In assessing whether or not the applicants possessed the necessary interest required in order to commence the court proceedings, the Court embraced the conclusions of previous decisions which confirm the ground rules that any person instituting a court case must have what is known as ‘juridical interest’. Indeed, the court proceeded to repeat the essential requisites regarding juridical interest, these being:
- For such an interest to be considered as being of a juridical nature, it must be capable of leading to a useful result and advantage for the person who wants to exercise the right being claimed in court, and that if the action cannot lead to producing such a result for the applicant, then the applicant would be deemed to lack the required juridical interest;
- That the applicant’s juridical interest must perforce subsist throughout the entire court case, since without it, the case against the defendant cannot subsist;
- That, in order to qualify as being juridical, the interest does not necessarily have to be one which is quantified in a certain sum of money or value; it may also exist where it aims to protect or give recognition to a moral or a subjective right, provided that the right invoked is not hypothetical.
The applicants maintained that their claims were pre-existent to the buyout order given on the 31st of January 2017 and that the applicant was entitled to receive his share of the dividend given to Regent’s shareholders on the 18th of May 2017, since they were still a shareholder as at that date.
The Court disagreed with this assertion, categorically stating that the decision of the 31st of January 2017 effectively brought an end to the applicants’ right to participate as a shareholder of Regent, for the reason that the transfer of the applicant’s shares in Regent commenced when the order for the applicants to sell their shares in Regent to the other shareholders was given on the 31st of January 2017.
Furthermore, the Court also categorically stated that in view of the buyout order of the 31st of January 2017, the applicants ceased to have the juridical interest necessary to invoke further proceedings in terms of Article 402 of the Companies Act.

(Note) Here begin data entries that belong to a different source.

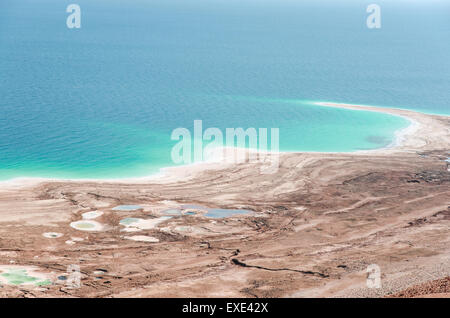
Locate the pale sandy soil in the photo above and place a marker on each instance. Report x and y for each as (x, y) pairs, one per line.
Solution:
(318, 222)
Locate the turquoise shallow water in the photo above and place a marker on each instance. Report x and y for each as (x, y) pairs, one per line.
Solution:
(102, 101)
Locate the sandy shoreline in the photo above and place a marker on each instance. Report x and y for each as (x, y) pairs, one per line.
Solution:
(317, 223)
(408, 139)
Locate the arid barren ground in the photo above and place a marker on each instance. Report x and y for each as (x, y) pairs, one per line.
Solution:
(317, 224)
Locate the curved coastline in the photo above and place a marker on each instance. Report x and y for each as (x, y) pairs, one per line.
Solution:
(404, 141)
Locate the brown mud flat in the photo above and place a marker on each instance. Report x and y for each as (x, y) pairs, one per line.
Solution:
(439, 288)
(318, 222)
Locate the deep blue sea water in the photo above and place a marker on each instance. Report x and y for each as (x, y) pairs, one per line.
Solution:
(102, 101)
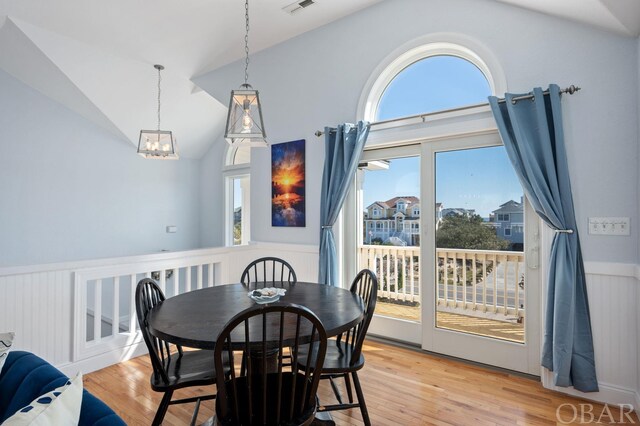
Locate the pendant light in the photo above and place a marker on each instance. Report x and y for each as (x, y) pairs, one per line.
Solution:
(244, 122)
(157, 144)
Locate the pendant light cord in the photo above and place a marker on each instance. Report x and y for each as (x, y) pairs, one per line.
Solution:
(159, 79)
(246, 42)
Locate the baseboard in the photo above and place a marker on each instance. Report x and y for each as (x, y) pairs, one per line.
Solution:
(608, 394)
(104, 360)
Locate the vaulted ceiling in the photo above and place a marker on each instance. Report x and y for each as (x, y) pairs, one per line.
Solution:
(97, 58)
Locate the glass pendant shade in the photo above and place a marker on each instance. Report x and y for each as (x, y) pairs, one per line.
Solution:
(157, 144)
(244, 122)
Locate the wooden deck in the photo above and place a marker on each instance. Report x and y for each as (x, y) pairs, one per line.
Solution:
(505, 330)
(401, 386)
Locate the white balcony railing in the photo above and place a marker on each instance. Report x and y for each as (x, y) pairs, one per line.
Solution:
(485, 282)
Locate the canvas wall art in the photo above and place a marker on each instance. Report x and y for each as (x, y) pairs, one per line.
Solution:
(288, 184)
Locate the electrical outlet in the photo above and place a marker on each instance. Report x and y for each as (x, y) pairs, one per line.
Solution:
(609, 226)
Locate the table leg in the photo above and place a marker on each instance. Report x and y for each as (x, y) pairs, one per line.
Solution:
(323, 418)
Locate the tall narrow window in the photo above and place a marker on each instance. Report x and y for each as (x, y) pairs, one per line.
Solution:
(237, 188)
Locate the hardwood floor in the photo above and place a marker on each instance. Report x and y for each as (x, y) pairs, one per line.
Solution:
(401, 386)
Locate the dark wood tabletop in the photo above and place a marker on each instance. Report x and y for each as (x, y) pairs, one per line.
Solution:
(195, 319)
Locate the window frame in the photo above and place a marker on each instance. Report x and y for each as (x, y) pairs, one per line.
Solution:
(231, 172)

The Court held that were it the case that the applicants believed that they had a basis to contest the buyout order given on the 31st of January 2017, then they should have taken such action. Indeed, the court made reference to the decisions given in the cases Jonathan Shaw et pro et noe vs. David Alan Shaw et. and Suzanne Busuttil et vs. Francis Busuttil & Sons Ltd. et. These decisions established that an appeal cannot be entered in respect of a decision given by the Court regarding actions brought under Article 402 of the Companies Act. The Court also pointed out that these two decisions set the ground rules and that decisions given by the Court regarding actions brought under Article 402 of the Companies Act, may only be reviewed by means of a fresh lawsuit. Indeed, albeit in separate proceedings which are still subject to appeal, it has also been established that in conducting such a review, the reviewing court will only give a judgement (from which an appeal can be entered) providing a remedy if it results that:
- the principles of natural justice were not adhered to;
- there was a breach of any provision of law in the award of the decision;
- where the judge acted ultra or extra petita.
Thus, the Court upheld the preliminary pleas raised by the defendants that the applicants lacked the juridical interest to prosecute an action under Article 402 of the Companies Act and accordingly, rejected the applicant’s claims.
Noticeably, this case was the first time that the Courts established that a shareholder cannot bring an action under Article 402 claiming unfairly prejudicial conduct within a company once the Court has already issued a buyout order, ordering the applicants to transfer their shares in the company to other shareholders.